Три дня таскался он по горам, ничего не мог найти; бил его дождь и град, сорвался он со снежной лавиной в Цубрине, чуть не упал в озеро, чуть жизнью не поплатился – пока Господь Бог не послал ему стадо коз и так близко, что двумя выстрелами из двустволки он уложил двух козлов. У Бартка еле душа в теле держалась – а тот подкрался к нему, спящему, и украл козлов. Он бы, верно, и ружье забрал, да только Бартек держал его во сне руками!

Через две недели Бартек встретил его в глухом месте под Венгерской границей – прицелился, выстрелил! В голову целился, в голову и попал. Да только что ж – дурак‑дураком и остался! Липтовский охотник не только не заметил и не испугался того, что умирает (времени у него на это не хватило), а даже не узнал, кто его убил, так как не видел Бартка.

Что значит такая месть? Ровно ничего!..

Лесничего Франца Хорвата и гайдука Бункоша он подстрелил из‑за кустов; их он не хотел убивать, а хотел только проучить, чтобы не следили за охотниками. Хватил их дробью по ногам – вылечились. Бункош уволился – испугался, а Хорват стал с тех пор еще лютее…

Раз Бартек продырявил пулей плечо какому‑то лесничему из Коловы, который спугнул его в погоне за сернами и даже стрелял в него…

Правда, Бартек целился в шею, да не попал!

По что же все это было?.. Так, ничего!

А с Добровольским нужно бы не как‑нибудь!

Тут нужно бы сделать что‑нибудь такое, чтобы… эх!..

И он ждал случая, ждал семнадцать лет.

И вот он случайно заметил, что Добровольский поставил в лесу под Голицей на узенькой тропинке капкан на медведя и каждый день ходит туда смотреть, не попался ли зверь.

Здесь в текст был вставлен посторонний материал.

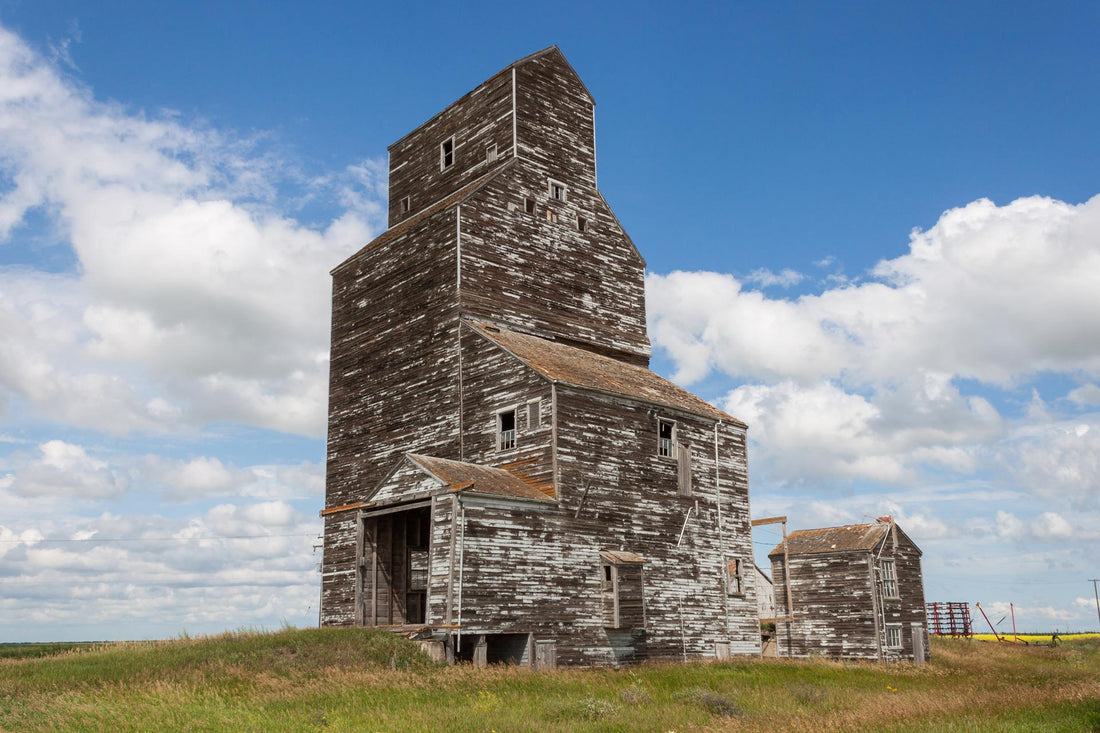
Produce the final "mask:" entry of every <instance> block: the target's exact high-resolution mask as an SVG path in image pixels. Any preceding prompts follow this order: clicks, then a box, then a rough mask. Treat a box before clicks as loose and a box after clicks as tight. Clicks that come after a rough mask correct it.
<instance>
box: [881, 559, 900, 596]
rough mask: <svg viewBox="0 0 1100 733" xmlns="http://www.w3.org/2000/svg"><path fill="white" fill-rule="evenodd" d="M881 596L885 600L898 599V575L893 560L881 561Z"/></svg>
mask: <svg viewBox="0 0 1100 733" xmlns="http://www.w3.org/2000/svg"><path fill="white" fill-rule="evenodd" d="M882 594H883V595H884V597H886V598H898V575H897V572H895V570H894V564H893V560H882Z"/></svg>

Бартек утром тихонько подкрался туда, отбил тяжелую деревянную колоду от обруча, а железный обруч оттащил в чащу на тропинке, в другое место, под низкой скалой, и закрыл его так, что и следа его не было видно. Добровольский должен был попасться не правой, так левой ногой…

Такую западню он ему устроил.

Лег за скалой в чаще и ждет. Когда настало время, в которое обыкновенно приходил Добровольский, Бартек лихорадочно шептал: «Дай Боже! Пусть попадется! Дай Боже! Дай, чтобы он попался!»

Так и случилось. Пронзительный, внезапный крик дал знать Бартку, что то, о чем он просил, исполнилось. Тихонько, как куница, которая подкрадывается к зайцу, взобрался он на скалу и взглянул из‑за камня. Добровольский с страшным стоном, согнувшись вдвое, старался вдавить ствол ружья между концами обруча, которые врезались зубцами в его щиколотку, и разнять их.